Her mouth trembles. “They knew about Rosa.”
The name hits harder than I expect.
Diablo’s gaze cuts to me.
I stare at Cherry.
We never named the baby out loud.
Not in church. Not around the club. Not to anyone who didn’t have blood on their hands that night. At the clinic, when the nurse asked if she wanted anything written on the paperwork, Cherry had whispered Rosa because she said it was the only pretty thing she could think of while everything hurt.
Rosa.
Rose.
My stomach turns.
Cherry covers her mouth.
Magic mutters, “Fuck.”
Alpha’s eyes sharpen. “That explains the flower choice against you personally.”
“No,” I say, voice flat. “White roses were Mutherfuker signature before this.”
“Yes,” Alpha says. “But using roses with Lady, with Cherry, with the baby name? That is layered messaging. Someone knew the club symbolism and your personal history.”
Cherry sobs. “They knew her name. They said if I didn’t help, my sister would get flowers at her kid’s school. White ones. They sent a picture of the playground. Then they sent one of my niece with a circle around her face.”
“Why not come to me?” I ask.
The question leaves my mouth rough.
Cherry looks at me like I slapped her.
“Would you have answered?”
Silence.
There it is.
The truth doesn’t care who it cuts.
“I called you,” she says. “I texted. You stopped answering unless it was club business or money. After the miscarriage, you said you’d always look out for me, and then you looked through me every time I walked into a room.”
I feel Diablo’s stare.
I don’t need it.
I know.
Cherry keeps going, voice cracking open wider. “Then Lady showed up all hips and attitude, and you looked at her like you could breathe again. Do you know what that felt like?”
“Yes,” I say.
She blinks.
I look at her and force myself not to look away from what I made.

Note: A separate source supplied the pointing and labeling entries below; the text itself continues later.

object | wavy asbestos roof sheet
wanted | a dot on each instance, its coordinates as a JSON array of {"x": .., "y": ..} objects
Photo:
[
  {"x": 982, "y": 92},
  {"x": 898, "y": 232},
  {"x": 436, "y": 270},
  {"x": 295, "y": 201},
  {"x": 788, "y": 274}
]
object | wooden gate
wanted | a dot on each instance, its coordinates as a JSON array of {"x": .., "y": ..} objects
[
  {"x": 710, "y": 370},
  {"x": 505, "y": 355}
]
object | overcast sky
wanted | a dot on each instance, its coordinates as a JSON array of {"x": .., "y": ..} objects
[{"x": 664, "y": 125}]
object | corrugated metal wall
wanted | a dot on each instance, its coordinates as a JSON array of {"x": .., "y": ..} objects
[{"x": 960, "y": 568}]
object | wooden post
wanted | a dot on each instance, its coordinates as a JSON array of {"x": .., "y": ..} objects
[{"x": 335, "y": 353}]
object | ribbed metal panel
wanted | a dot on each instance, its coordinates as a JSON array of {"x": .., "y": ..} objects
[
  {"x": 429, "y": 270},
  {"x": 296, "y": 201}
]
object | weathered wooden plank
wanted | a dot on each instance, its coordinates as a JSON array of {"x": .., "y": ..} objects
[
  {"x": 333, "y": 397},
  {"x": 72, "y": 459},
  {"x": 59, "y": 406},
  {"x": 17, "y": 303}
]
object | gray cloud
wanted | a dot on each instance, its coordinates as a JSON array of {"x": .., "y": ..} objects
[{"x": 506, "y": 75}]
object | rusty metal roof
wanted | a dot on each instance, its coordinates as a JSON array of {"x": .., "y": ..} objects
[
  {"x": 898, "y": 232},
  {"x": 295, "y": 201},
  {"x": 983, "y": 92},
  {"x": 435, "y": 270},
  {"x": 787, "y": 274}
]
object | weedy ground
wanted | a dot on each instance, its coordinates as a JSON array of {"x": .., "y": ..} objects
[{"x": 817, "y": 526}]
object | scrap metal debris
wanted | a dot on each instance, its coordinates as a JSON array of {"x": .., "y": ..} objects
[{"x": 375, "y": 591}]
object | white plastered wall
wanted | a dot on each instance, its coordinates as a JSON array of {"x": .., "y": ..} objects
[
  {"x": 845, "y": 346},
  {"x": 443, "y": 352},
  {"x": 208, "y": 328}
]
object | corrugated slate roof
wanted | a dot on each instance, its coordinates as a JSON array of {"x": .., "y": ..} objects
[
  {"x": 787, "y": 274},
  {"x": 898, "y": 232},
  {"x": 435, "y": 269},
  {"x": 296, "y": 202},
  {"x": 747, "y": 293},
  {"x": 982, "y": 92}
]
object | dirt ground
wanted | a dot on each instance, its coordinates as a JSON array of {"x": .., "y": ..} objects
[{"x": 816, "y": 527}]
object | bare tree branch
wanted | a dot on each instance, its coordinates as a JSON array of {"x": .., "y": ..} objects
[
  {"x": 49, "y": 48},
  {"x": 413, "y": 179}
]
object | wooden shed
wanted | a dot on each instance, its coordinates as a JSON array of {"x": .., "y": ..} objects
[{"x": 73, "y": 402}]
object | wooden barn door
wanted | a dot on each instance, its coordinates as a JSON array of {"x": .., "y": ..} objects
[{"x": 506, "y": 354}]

“No. That’s a lie. I know what guilt felt like.
I know what losing the baby felt like. I know what being too much of a coward to tell you I wasn’t going to love you felt like.
I don’t know what it felt like to be you. I should’ve fucking asked.”
Cherry starts crying harder.
Magic shifts behind her, uncomfortable in a way I have never seen. He can watch a man bleed without blinking, but a woman crying over a lost baby has him looking at the floor like it might save him.
I keep my voice even because if I let it soften too much, this turns into the old pattern.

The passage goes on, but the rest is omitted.